Executive Summary
The EV/EBITDA multiple, also known as the enterprise multiple, measures a company’s overall value compared to its EBITDA. It is used to determine the value of a company in a way that is neutral to capital structure and accounting decisions. Generally, a lower EV/EBITDA multiple suggests that a company might be undervalued, while a higher multiple can indicate overvaluation. This metric is particularly useful in mergers and acquisitions and for comparing companies with different levels of debt.
Formula Deep Dive
Enterprise Multiple = EV / EBITDA
- Enterprise Value (EV): is the profit of a company after all expenses and taxes have been deducted from revenue.
- Earnings Before Interest, Taxes, Depreciation and Amortization (EBITDA): represents a company’s earnings before any deductions for interest expenses, taxes, depreciation, and amortization.

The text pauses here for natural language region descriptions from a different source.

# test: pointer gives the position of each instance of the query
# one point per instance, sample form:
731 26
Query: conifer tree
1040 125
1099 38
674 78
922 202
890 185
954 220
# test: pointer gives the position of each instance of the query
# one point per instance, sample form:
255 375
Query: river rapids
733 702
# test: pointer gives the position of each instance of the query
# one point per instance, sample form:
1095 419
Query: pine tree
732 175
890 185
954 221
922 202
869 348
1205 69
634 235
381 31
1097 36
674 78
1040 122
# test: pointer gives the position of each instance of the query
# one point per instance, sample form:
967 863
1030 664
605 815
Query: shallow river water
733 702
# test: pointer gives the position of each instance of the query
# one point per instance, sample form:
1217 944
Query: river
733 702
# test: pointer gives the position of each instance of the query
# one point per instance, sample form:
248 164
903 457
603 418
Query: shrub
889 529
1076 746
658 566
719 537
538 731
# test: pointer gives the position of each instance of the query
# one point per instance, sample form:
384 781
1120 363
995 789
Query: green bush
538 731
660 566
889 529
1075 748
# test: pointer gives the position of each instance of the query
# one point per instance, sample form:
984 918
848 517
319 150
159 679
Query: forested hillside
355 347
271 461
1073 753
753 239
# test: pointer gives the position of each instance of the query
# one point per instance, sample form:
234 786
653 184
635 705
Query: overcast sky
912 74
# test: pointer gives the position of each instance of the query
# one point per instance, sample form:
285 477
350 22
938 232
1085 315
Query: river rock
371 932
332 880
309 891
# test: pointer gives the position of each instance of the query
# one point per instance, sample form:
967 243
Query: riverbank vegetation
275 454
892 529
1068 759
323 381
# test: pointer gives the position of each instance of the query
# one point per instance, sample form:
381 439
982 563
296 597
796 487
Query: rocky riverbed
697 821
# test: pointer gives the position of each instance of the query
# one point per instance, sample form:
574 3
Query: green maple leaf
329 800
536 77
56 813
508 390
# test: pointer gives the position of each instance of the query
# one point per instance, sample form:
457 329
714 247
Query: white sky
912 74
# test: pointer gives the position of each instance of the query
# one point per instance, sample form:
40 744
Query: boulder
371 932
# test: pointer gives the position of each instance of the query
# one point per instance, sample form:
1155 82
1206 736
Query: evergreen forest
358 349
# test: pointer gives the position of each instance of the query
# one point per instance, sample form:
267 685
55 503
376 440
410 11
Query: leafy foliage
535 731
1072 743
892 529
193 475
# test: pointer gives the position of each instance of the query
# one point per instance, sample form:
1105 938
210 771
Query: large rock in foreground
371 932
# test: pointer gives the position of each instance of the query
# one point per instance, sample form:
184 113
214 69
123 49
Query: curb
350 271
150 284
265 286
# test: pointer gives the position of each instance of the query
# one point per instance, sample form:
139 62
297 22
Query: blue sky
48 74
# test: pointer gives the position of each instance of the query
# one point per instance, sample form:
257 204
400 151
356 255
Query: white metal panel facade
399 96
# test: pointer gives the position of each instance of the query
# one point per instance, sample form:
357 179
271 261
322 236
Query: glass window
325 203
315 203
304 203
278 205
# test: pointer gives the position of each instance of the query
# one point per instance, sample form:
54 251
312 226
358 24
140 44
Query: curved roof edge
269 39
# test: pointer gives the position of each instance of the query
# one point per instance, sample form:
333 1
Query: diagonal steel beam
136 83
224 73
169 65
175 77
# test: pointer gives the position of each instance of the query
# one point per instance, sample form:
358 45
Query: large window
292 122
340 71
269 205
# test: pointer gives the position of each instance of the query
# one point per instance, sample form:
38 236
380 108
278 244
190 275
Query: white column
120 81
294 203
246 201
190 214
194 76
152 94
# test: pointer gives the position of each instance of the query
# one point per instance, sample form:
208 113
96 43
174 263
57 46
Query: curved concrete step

The practical usage of the EV/EBITDA multiple lies in its ability to provide a normalized comparison across companies and industries, as it minimizes the effects of different capital structures and taxation strategies. It is particularly favored in industries with high levels of depreciation and amortization, like telecommunications or utilities.
Additional Formulas
Equity Value = EV – Debt + Cash and Cash Equivalents
This formula begins with the EV, which represents the total value of the company including debt and equity. The EV can be obtained through the EV/EBITDA multiple based on the company specific EBITDA and the typical industry values of the enterprise multiple. Debt is subtracted because it represents the interest of debt holders, not equity holders. Cash and cash equivalents are added back because they reduce the net debt position of the company. This calculation isolates the value that is attributable solely to the company’s equity holders.
Application in Excel
To calculate the EV/EBITDA multiple in Excel, you would typically gather the necessary data and input it into the spreadsheet. In the example below the EBITDA is in cell B6. We further assume that the industry typical EV/EBITDA multiple is 6 which is in cell E11. The EV can then be calculated as follows:
=E11*B6

This Excel formula divides the Enterprise Value by EBITDA to yield the EV/EBITDA multiple. Financial analysts often use this ratio when comparing companies within the same industry or when assessing a company’s value for potential mergers or acquisitions.